Is there a simple proof that $e^2$ is irrational using a positional numeral system?

My favorite proof that $e$ is irrational goes something like this. Observe that we can write any real number $r$ as $$ a \,+\, \frac{b_2}{2} \,+\, \frac{b_3}{3!} \,+\, \frac{b_4}{4!} \,+\, \frac{b_5}{5!} \,+\, \cdots $$ where $a\in\mathbb{Z}$ and each $b_n\in\{0,1,\ldots,n-1\}$. This is the expansion of $r$ in the factorial number system, where $b_n$ is the $n$'th "digit". In particular, $$ a \;=\; \lfloor r\rfloor\qquad\text{and}\qquad b_n = \big\lfloor n!\,(r-s_{n-1})\big\rfloor $$ for each $n$, where $s_n$ denotes the $n$'th partial sum of the above series.

It is easy to see that $r$ is rational if and only if this expansion terminates. Then $e$ must be irrational, since its expansion does not terminate: $$ e \;=\; 2 \,+\, \frac{1}{2} \,+\, \frac{1}{3!} \,+\, \frac{1}{4!} \,+\, \frac{1}{5!} \,+\, \cdots $$ Question: Can this proof somehow be modified to show that $e^2$ is irrational? It doesn't work straight off, since $2^n$ isn't in the range $\{0,1,\ldots,n-1\}$.
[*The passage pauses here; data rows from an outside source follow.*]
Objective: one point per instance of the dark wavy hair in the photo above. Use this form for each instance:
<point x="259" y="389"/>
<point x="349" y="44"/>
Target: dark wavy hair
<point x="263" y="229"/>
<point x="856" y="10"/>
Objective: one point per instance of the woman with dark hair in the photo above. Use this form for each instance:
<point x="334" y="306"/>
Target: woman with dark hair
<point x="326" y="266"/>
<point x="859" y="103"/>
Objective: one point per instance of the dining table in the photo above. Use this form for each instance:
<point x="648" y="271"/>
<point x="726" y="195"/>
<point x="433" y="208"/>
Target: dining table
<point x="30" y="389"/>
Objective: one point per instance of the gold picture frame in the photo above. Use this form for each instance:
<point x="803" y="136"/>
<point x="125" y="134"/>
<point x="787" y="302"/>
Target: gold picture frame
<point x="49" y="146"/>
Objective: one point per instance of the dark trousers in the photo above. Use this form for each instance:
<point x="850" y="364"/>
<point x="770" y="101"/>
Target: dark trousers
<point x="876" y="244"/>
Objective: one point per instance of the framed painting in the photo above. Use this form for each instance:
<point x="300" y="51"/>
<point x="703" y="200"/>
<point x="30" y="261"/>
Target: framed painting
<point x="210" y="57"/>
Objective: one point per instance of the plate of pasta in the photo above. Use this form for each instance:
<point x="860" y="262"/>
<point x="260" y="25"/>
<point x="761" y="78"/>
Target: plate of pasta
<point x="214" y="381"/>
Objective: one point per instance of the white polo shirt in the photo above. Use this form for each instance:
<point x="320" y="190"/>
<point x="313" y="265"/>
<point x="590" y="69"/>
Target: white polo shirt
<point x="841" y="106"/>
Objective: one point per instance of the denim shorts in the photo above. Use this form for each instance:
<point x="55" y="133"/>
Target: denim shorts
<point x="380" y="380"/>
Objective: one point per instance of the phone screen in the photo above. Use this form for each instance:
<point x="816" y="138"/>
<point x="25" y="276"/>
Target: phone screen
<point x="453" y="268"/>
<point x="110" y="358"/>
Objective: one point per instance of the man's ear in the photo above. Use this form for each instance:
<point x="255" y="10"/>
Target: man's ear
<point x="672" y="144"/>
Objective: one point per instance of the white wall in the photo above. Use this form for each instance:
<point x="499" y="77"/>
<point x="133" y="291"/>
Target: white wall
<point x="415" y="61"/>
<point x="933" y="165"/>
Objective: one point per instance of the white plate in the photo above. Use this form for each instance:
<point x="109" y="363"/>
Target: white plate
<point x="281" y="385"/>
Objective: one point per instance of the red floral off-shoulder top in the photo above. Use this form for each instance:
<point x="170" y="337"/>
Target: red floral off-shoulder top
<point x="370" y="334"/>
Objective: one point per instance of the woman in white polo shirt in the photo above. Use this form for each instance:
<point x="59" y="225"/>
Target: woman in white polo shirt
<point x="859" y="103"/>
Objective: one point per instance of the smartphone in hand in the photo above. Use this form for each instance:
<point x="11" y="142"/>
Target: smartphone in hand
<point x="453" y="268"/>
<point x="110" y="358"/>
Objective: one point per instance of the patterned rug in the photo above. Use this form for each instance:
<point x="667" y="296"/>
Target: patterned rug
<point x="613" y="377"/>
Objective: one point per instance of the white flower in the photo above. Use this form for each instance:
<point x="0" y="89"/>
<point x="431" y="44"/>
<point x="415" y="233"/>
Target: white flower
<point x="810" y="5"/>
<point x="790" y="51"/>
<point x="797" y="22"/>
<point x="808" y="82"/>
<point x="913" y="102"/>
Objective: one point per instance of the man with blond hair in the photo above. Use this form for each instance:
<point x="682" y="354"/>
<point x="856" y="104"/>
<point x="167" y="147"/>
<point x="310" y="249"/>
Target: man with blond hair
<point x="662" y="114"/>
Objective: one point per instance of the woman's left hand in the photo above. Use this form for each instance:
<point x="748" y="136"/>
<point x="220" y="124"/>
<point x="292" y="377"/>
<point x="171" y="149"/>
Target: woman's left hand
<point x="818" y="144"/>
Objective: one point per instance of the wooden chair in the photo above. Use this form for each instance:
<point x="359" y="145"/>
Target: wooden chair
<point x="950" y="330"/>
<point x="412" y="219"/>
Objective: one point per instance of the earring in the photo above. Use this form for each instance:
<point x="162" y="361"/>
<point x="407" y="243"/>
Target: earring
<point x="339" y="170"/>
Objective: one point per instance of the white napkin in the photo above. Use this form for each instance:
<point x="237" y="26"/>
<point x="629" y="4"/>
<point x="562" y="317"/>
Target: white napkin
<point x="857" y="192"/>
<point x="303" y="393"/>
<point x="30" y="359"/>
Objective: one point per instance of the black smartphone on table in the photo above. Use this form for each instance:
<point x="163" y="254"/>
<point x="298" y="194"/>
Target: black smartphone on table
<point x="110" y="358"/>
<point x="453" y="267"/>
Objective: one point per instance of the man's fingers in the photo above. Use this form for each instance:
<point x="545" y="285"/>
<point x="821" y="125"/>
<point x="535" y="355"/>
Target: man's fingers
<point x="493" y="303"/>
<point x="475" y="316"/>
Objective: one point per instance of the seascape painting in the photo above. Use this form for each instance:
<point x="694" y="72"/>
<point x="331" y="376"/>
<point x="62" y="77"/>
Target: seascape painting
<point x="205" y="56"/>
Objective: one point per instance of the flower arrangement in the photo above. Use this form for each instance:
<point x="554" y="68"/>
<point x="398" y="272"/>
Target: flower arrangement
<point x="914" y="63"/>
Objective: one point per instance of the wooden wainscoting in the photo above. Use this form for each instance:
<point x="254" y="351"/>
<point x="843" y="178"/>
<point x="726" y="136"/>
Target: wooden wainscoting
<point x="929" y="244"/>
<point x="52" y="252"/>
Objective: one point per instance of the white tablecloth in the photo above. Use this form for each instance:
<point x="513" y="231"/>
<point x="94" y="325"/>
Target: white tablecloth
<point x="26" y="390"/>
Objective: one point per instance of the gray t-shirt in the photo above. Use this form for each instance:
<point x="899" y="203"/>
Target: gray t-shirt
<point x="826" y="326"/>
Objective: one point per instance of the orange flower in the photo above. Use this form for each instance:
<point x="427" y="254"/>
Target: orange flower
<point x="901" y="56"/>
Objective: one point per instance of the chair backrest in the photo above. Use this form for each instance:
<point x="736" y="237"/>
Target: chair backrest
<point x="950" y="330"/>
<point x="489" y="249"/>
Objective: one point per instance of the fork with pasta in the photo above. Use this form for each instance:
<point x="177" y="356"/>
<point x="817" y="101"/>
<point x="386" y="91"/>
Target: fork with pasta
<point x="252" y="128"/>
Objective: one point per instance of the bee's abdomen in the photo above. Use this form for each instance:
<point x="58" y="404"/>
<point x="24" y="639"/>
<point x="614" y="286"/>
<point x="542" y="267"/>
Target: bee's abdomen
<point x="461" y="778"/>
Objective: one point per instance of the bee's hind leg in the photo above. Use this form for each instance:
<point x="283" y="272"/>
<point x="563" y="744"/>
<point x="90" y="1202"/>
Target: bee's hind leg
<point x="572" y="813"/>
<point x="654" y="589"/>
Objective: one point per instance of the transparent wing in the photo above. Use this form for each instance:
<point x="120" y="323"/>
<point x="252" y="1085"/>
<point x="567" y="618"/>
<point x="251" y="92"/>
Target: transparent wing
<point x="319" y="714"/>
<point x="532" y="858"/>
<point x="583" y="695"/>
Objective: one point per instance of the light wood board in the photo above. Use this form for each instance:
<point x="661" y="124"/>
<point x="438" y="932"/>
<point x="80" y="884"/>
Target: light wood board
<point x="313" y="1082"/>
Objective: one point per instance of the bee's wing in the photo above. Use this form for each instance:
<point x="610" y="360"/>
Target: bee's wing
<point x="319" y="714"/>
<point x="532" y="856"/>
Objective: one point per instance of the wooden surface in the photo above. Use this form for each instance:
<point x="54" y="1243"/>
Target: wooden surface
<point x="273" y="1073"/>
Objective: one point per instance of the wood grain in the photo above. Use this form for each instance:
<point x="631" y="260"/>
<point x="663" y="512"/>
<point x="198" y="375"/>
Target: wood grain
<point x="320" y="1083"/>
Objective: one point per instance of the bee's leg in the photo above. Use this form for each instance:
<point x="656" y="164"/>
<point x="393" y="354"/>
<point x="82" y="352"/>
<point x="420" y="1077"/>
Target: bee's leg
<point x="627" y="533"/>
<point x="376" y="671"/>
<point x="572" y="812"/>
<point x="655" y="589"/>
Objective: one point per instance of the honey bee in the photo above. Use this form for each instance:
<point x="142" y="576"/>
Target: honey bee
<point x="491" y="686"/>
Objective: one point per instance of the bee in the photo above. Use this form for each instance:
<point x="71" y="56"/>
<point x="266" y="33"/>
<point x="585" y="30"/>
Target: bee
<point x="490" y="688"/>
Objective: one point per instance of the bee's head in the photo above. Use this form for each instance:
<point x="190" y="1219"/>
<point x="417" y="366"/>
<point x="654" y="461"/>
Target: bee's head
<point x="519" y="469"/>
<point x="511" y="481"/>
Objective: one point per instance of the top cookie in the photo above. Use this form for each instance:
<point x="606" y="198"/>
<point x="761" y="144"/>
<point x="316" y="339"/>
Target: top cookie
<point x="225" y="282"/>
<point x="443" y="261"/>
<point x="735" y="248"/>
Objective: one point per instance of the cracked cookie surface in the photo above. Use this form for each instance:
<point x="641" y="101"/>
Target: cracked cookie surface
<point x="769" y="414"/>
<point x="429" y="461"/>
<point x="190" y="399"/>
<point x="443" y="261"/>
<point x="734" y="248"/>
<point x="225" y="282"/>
I'm also curious whether there are any other cases in which irrationality of an interesting number can be proven using a non-standard positional numeral system.

@Robert Israel was very close.

Assume $e^2=p/q$. Rewrite as $qe-pe^{-1}=0$, or $$2q+{q-p\over2!}+{q+p\over3!}+{q-p\over4!}+\cdots=0$$ This isn't exactly in the form of the expansion in the first paragraph of the question, but the numerators are bounded in absolute value, which is more than enough to make the proof go through.

Not quite $e^2$, but consider $x = a e + b/e$ for integers $a,b$ with $|b| \le a$. Then $x = \sum_{j=0}^\infty c_j/j!$ where $c_j = a+b$ when $j$ is even and $a-b$ when $j$ is odd. Write $x = r + y$ where $r = \sum_{j = 0}^{a+b} c_j/j!$ is rational and $y = \sum_{j=a+b+1}^\infty c_j/j!$ is a non-terminating expansion in factorial base, and thus is irrational. Therefore $x$ is irrational.